Climate damage fund for poor nations approved at COP27 — but no deal on emissions reduction
CBC
Countries adopted a hard-fought final agreement at the COP27 climate summit early on Sunday that sets up a fund to help poor countries being battered by climate disasters — but does not boost efforts to tackle the emissions causing them.
After tense negotiations that ran through the night, the Egyptian COP27 presidency released the final text for a deal and simultaneously called a plenary session to quickly gavel it through.
The swift approval for creating a dedicated loss and damage fund still left many of the most controversial decisions on the fund until next year, including who should pay into it.
Negotiators made no objections as COP27 President Sameh Shoukry rattled through the final agenda items. And by the time dawn broke over the summit venue in the Egyptian resort of Sharm el-Sheikh on Sunday, the deal was done.
Despite having no agreement for tougher emissions reductions, "we went with what the agreement was here because we want to stand with the most vulnerable," said Germany's climate secretary Jennifer Morgan, visibly upset.
Delegates praised the breakthrough on setting up the fund as climate justice, for its aim in helping vulnerable countries cope with storms, floods and other disasters being fuelled by rich nations' historic carbon emissions.
When asked by Reuters whether the goal of stronger climate-fighting ambition had been compromised for the deal, Mexico's chief climate negotiator Camila Zepeda summed up the mood among exhausted negotiators.
"Probably. You take a win when you can."
The two-week summit has been seen as a test of global resolve to fight climate change — even as a war in Europe, energy market turmoil and rampant consumer inflation distract international attention.

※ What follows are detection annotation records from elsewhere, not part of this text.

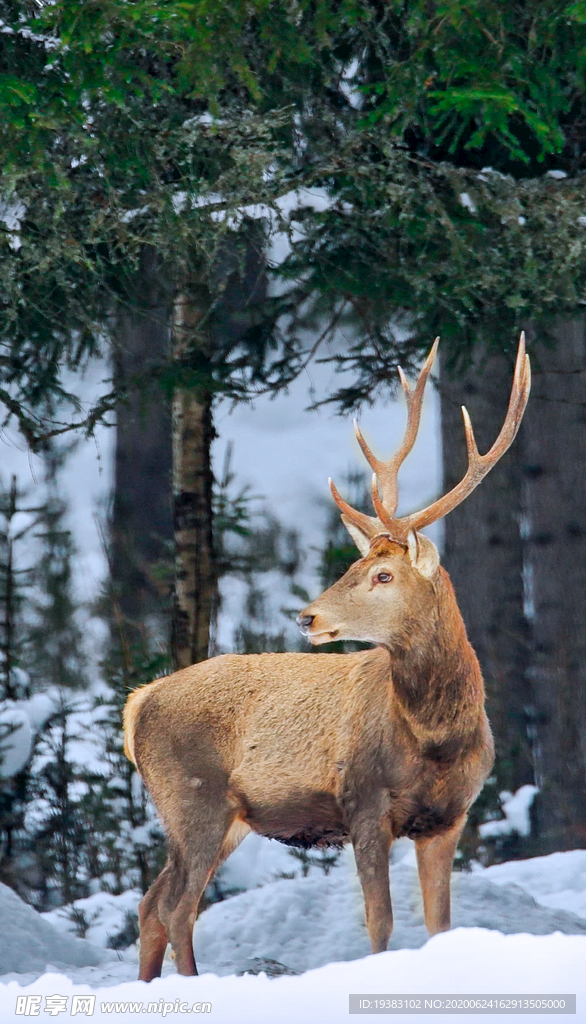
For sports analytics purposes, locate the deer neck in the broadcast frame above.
[389,568,485,738]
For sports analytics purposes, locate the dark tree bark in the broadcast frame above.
[441,351,533,791]
[525,316,586,853]
[172,289,217,669]
[172,222,266,669]
[111,243,173,639]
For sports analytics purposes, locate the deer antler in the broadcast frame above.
[354,338,440,519]
[397,331,531,530]
[330,333,531,544]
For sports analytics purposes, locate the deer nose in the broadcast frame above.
[295,614,316,636]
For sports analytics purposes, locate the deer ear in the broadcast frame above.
[407,529,440,580]
[342,515,370,556]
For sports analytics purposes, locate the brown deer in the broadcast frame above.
[125,335,530,981]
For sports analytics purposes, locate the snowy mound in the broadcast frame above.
[41,889,142,947]
[195,850,586,974]
[0,883,114,974]
[0,933,586,1024]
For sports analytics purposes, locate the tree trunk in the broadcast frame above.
[111,248,173,641]
[441,351,533,792]
[526,316,586,853]
[172,290,217,669]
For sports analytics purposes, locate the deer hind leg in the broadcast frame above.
[351,820,392,953]
[138,851,180,981]
[168,811,250,975]
[415,814,466,935]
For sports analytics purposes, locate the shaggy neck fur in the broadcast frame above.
[390,567,485,737]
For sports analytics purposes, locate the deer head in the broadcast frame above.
[297,334,531,645]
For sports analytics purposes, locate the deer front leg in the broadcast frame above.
[351,819,392,953]
[415,814,466,935]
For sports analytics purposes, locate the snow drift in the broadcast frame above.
[0,883,115,974]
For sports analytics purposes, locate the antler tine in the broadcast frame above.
[328,477,380,538]
[403,332,531,530]
[354,338,440,516]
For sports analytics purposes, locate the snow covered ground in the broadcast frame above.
[0,836,586,1024]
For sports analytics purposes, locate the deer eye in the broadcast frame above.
[373,572,392,583]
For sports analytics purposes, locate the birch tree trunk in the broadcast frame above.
[172,289,217,669]
[441,351,533,792]
[525,316,586,853]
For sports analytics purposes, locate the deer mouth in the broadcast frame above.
[305,630,340,644]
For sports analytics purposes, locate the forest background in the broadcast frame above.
[0,0,586,942]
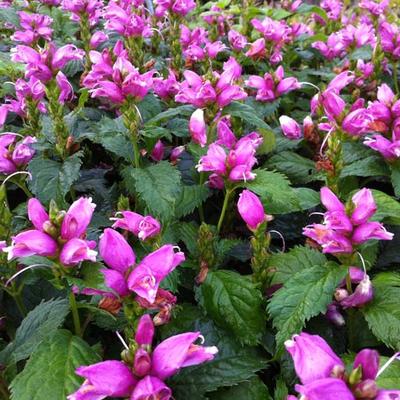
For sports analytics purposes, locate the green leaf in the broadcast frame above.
[296,4,328,21]
[376,356,400,388]
[197,270,265,344]
[11,330,100,400]
[28,152,83,206]
[372,190,400,225]
[175,185,211,218]
[0,299,69,364]
[349,45,372,61]
[146,105,194,126]
[208,376,271,400]
[67,261,112,292]
[246,169,300,214]
[0,7,20,28]
[340,155,389,178]
[123,161,182,219]
[222,101,271,130]
[362,279,400,350]
[390,163,400,197]
[268,262,346,348]
[266,151,321,183]
[268,246,327,285]
[161,304,267,400]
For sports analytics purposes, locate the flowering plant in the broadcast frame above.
[0,0,400,400]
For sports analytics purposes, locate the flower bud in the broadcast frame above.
[133,349,151,377]
[279,115,301,140]
[189,108,207,147]
[237,190,265,230]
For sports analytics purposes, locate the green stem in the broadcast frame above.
[69,290,81,336]
[393,62,400,95]
[346,269,353,294]
[217,189,232,233]
[131,133,140,168]
[12,291,27,317]
[12,180,32,199]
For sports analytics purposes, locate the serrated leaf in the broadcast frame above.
[246,169,300,214]
[390,163,400,197]
[340,155,389,178]
[222,101,271,131]
[11,330,100,400]
[376,356,400,388]
[268,246,327,285]
[175,185,211,218]
[268,262,347,349]
[372,190,400,225]
[197,270,265,344]
[28,152,83,206]
[161,304,267,400]
[146,105,194,126]
[208,377,271,400]
[362,280,400,350]
[123,161,182,219]
[266,151,321,183]
[0,299,69,364]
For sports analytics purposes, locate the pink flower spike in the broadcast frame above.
[99,228,135,273]
[130,375,172,400]
[237,190,266,230]
[152,332,218,380]
[28,199,50,232]
[135,314,154,346]
[60,238,97,266]
[61,197,96,239]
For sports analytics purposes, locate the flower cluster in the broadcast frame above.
[285,332,400,400]
[68,314,218,400]
[303,187,393,254]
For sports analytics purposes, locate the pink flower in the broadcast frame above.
[28,198,50,232]
[246,67,300,101]
[237,190,266,230]
[56,71,75,104]
[61,197,96,240]
[131,375,172,400]
[60,238,97,266]
[128,245,185,303]
[150,139,165,161]
[135,314,154,346]
[296,378,355,400]
[279,115,302,140]
[3,230,58,260]
[11,11,53,45]
[112,211,161,240]
[285,332,344,385]
[104,0,152,38]
[99,228,136,273]
[228,29,247,51]
[67,361,137,400]
[152,332,218,380]
[189,108,207,147]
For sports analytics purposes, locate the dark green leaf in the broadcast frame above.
[11,330,100,400]
[0,299,69,364]
[197,270,265,344]
[28,152,83,205]
[268,262,347,348]
[123,161,182,219]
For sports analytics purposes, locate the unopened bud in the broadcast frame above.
[133,349,151,377]
[121,349,135,364]
[334,289,349,301]
[349,365,362,385]
[354,379,378,399]
[331,365,346,379]
[99,297,122,315]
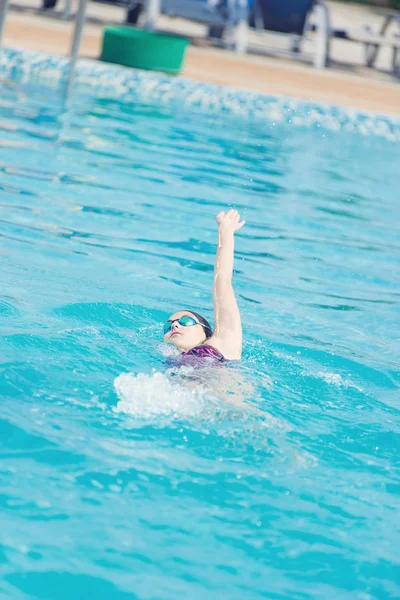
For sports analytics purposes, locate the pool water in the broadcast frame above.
[0,85,400,600]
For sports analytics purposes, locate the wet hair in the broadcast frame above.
[186,309,212,339]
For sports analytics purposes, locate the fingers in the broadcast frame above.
[216,208,246,231]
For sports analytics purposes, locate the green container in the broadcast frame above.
[101,27,189,74]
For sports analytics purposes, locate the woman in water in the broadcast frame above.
[164,209,245,361]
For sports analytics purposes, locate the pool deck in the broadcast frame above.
[4,0,400,115]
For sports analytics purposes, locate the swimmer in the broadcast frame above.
[164,209,245,362]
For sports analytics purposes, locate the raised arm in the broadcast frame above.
[209,210,245,360]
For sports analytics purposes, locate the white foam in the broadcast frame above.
[114,373,206,418]
[317,371,364,392]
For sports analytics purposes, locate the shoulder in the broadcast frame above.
[204,335,242,360]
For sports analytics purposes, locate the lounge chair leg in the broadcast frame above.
[234,20,248,54]
[314,2,331,69]
[144,0,161,31]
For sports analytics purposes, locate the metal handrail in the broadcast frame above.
[0,0,88,94]
[0,0,9,46]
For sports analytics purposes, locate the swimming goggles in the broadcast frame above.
[164,315,201,335]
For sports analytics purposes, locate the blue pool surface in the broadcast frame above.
[0,51,400,600]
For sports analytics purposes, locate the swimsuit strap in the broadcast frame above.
[184,344,226,361]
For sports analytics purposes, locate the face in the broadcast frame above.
[164,310,206,350]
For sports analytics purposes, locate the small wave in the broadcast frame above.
[316,371,364,392]
[114,372,210,418]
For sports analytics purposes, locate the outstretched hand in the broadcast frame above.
[217,208,246,233]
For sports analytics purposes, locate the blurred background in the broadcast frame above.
[3,0,400,114]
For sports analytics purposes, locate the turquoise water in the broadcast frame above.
[0,86,400,600]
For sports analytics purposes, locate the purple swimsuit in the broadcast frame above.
[182,344,226,362]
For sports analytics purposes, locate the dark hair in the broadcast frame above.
[186,310,212,339]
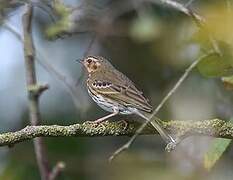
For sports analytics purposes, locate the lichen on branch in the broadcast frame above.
[0,119,233,146]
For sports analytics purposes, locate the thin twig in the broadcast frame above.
[22,4,49,180]
[109,51,216,161]
[75,34,97,86]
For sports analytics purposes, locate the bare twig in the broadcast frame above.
[0,119,233,146]
[22,4,49,180]
[110,51,215,161]
[49,161,66,180]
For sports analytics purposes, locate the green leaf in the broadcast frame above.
[129,14,162,42]
[222,76,233,90]
[198,42,233,77]
[204,138,231,170]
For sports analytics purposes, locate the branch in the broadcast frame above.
[0,119,233,146]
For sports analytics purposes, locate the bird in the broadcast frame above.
[77,56,176,145]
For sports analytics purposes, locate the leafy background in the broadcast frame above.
[0,0,233,180]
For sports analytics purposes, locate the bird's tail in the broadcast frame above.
[135,111,175,143]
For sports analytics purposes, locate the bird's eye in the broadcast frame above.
[87,59,92,64]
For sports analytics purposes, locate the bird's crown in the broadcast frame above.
[81,56,112,73]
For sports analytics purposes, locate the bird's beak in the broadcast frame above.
[75,59,83,65]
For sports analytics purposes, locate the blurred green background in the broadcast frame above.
[0,0,233,180]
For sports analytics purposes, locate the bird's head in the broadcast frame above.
[80,56,111,73]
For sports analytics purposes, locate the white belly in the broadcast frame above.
[88,90,133,114]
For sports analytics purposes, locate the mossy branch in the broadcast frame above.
[0,119,233,146]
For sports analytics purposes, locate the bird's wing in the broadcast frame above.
[92,78,152,112]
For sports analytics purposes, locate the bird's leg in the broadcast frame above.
[94,109,119,124]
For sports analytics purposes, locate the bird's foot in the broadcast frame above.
[85,121,105,128]
[120,120,129,131]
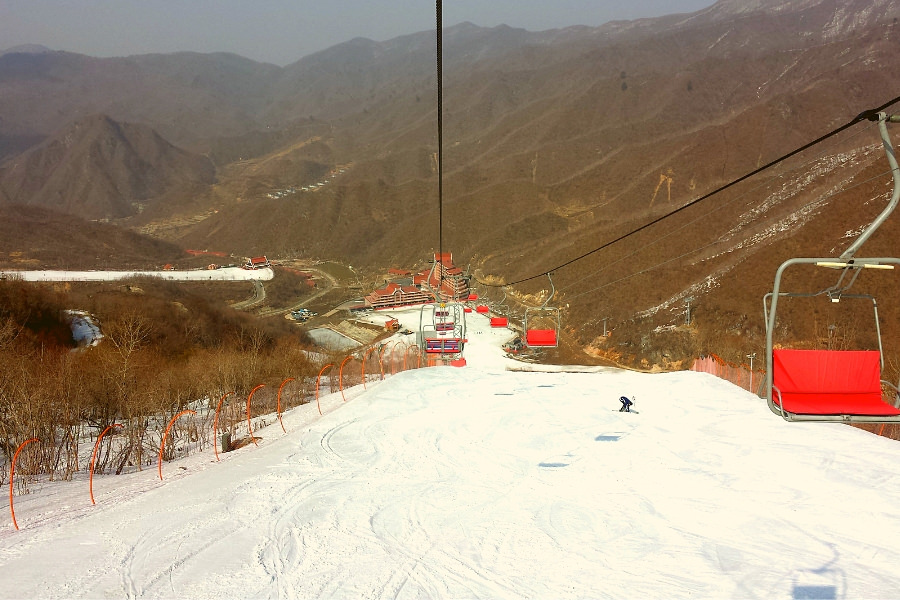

Billed as the "African COP," the summit in Egypt had promised to highlight the plight of poor countries facing the most severe consequences from global warming caused mainly by wealthy, industrialized nations.
The United States also supported the loss and damage provision, but climate envoy John Kerry did not attend the session after testing positive for COVID-19 this week.
Negotiators from the European Union and other countries had said earlier that they were worried about efforts to block measures to strengthen last year's Glasgow Climate Pact.
"It is more than frustrating to see overdue steps on mitigation and the phase-out of fossil energies being stonewalled by a number of large emitters and oil producers," German Foreign Minister Annalena Baerbock said in a statement.
In line with earlier iterations, the approved deal did not contain a reference requested by India and some other delegations to phasing down use of "all fossil fuels."